If we are moving the state out of the production code, then we are largely moving it toward a database.  The composition root is responsible for wiring up the system to the correct database; in our tests, the test itself takes on this responsibility.

That in turn got me thinking about objects versus "APIs".  When we ported our systems to the web, sessions became a lot shorter - the REST architectural constraint calls for sessions that are but a single request long.

So testing such a system, where our domain starts in its default state, and then we "arrange" the preconditions of our test; this is analogous to a sequence of sessions, rather than one single session that handles multiple messages.

If you were to reflect that honestly in your test, you would have a lot of code in the test reading state out of the "objects" and copying it to the database, then pulling it out again for the next session, and so on.

I wonder if that would break us out of the object framing?

Kata: Refactor the Wumpus

I've shared a Java port of Hunt the Wumpus on Github.

https://github.com/DanilSuits/refactor-the-wumpus

The port is deliberately dreadful -- I tried to simulate a legacy code base by adhering as closely as I could manage, both in structure and in style, to the original.

Java doesn't have a useful goto, and I needed line number hints to keep track of where I was in the source code, so I've introduced a few awful names as well.

But there is a battery of tests available: record-and-playback of my implementation through a number of potentially interesting transcripts.
The key thing is that correct behavior is defined by what the set of classes did yesterday -- Michael Feathers
Producing stable, repeatable behaviors took a bit of thinking, but I was able to work out (eventually) that feature flags were the right approach.  By accident, I got part of the way there early; I had elected to make the record-and-playback tests an optional part of the build via maven profiles.

The argument for a feature flag goes something like this: what I'm really doing is introducing a change in behavior that should not be visible at run time - a dark deploy, so to speak.  Therefore, all of the techniques for doing that are in bounds.

It took a bit of trial and error before I hit on the right mechanism for implementing the changed behavior.  The code in the repository is only a sketch (the object of this exercise is _wumpus_, not feature flags), but if you squint you may be able to see Mark Seemann's ideas taking form.

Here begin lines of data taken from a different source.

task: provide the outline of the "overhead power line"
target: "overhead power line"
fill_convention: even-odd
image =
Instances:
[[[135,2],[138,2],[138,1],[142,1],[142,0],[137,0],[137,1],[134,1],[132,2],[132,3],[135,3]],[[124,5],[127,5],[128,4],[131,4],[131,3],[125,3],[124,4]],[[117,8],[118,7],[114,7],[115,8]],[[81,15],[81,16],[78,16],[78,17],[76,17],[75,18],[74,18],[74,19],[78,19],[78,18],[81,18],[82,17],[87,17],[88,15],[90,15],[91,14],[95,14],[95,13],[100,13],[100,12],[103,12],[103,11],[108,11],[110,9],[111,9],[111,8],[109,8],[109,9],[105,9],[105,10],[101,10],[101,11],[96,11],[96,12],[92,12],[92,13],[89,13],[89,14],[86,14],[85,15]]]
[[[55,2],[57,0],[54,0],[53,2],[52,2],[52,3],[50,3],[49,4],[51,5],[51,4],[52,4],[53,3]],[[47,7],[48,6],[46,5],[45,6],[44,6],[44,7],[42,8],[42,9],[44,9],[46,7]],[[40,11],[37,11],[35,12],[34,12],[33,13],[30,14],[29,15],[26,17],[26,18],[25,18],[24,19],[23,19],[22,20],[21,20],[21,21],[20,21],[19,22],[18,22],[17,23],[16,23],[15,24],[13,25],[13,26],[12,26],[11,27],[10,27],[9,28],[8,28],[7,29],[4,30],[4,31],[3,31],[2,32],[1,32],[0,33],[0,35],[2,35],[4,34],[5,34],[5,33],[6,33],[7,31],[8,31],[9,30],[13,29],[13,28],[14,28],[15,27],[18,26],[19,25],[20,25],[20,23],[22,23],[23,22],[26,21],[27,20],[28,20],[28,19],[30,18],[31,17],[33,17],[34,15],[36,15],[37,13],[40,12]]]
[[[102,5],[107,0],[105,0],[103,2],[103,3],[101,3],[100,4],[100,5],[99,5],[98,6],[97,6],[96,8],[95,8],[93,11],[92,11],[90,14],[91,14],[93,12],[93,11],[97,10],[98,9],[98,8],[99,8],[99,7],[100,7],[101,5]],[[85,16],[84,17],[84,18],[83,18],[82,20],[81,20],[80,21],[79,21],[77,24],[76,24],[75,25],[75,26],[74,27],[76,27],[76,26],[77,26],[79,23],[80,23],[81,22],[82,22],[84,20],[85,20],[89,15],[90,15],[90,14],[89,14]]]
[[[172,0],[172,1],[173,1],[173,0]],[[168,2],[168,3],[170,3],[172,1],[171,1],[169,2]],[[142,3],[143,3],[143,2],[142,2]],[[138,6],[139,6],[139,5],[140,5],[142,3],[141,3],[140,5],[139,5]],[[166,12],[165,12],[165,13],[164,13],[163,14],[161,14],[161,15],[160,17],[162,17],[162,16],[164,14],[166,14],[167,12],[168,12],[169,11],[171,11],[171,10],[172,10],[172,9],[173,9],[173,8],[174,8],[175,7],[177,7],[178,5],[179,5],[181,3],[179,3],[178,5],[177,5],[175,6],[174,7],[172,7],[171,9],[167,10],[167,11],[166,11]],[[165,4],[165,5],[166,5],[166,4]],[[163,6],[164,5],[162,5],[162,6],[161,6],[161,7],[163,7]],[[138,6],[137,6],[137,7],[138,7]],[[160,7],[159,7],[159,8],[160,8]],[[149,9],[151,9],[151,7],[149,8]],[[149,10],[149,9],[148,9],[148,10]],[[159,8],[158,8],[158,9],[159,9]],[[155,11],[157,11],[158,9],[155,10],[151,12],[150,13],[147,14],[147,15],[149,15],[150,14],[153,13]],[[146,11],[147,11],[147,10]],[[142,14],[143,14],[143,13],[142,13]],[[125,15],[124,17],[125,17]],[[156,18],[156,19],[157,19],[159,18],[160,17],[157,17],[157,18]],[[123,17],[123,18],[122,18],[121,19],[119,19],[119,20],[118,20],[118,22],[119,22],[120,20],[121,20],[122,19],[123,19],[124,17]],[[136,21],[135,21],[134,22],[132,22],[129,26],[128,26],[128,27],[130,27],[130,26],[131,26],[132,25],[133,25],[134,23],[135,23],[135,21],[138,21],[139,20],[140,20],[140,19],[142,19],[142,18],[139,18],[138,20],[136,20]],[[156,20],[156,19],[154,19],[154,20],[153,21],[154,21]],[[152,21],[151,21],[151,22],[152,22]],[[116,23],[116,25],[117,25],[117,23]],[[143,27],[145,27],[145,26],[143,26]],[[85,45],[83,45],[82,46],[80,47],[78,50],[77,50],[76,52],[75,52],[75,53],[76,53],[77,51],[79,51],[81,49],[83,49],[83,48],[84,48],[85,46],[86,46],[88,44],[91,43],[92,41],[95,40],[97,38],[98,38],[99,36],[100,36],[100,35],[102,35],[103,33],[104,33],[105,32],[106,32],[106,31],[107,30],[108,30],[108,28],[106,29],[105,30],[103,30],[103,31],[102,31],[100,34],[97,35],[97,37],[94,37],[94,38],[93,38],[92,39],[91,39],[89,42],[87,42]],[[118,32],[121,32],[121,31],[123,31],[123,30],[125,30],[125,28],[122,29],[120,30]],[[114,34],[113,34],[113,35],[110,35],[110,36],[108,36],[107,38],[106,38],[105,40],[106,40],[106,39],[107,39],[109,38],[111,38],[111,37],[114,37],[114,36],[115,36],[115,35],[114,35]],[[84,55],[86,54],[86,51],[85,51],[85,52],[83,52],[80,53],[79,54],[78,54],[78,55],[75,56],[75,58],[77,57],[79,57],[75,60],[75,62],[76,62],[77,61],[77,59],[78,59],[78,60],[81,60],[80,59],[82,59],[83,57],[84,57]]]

With the tests in place to manage expectations, you can then engage the Simple Design Dynamo and get to work. I think in practice this particular exercise is biased more toward improve names than it is toward remove duplication, because of the style of the original.
Make the change easy, then make the easy change.  -- Kent Beck
My guess is that rather than trying to attack the code base as a whole, that it may be more effective to work toward particular goals.  Parnas taught us to limit the visibility of design decisions, so that we might more easily change them.  So look through the code for decisions that we might want to change.
  • The existing code implements its own interactive shell; how would we change the code to replace it with a library?
  • The interface for making a move or shooting an arrow is a bit clumsy, can it be replaced?
  • What changes do we need to support a web version, where each input from the player occurs in its own session.
  • Knowing the layout of the tunnel system gives the hunter a significant advantage when shooting arrows.  We could disguise the hunter's location by using randomized names.
  • Can we change the system to support mazes of different size? Mazes with more tunnels?  Mazes where the rooms are not symmetric, with "missing" tunnels? Mazes with more/fewer hazards?
  • Does the language need to be English?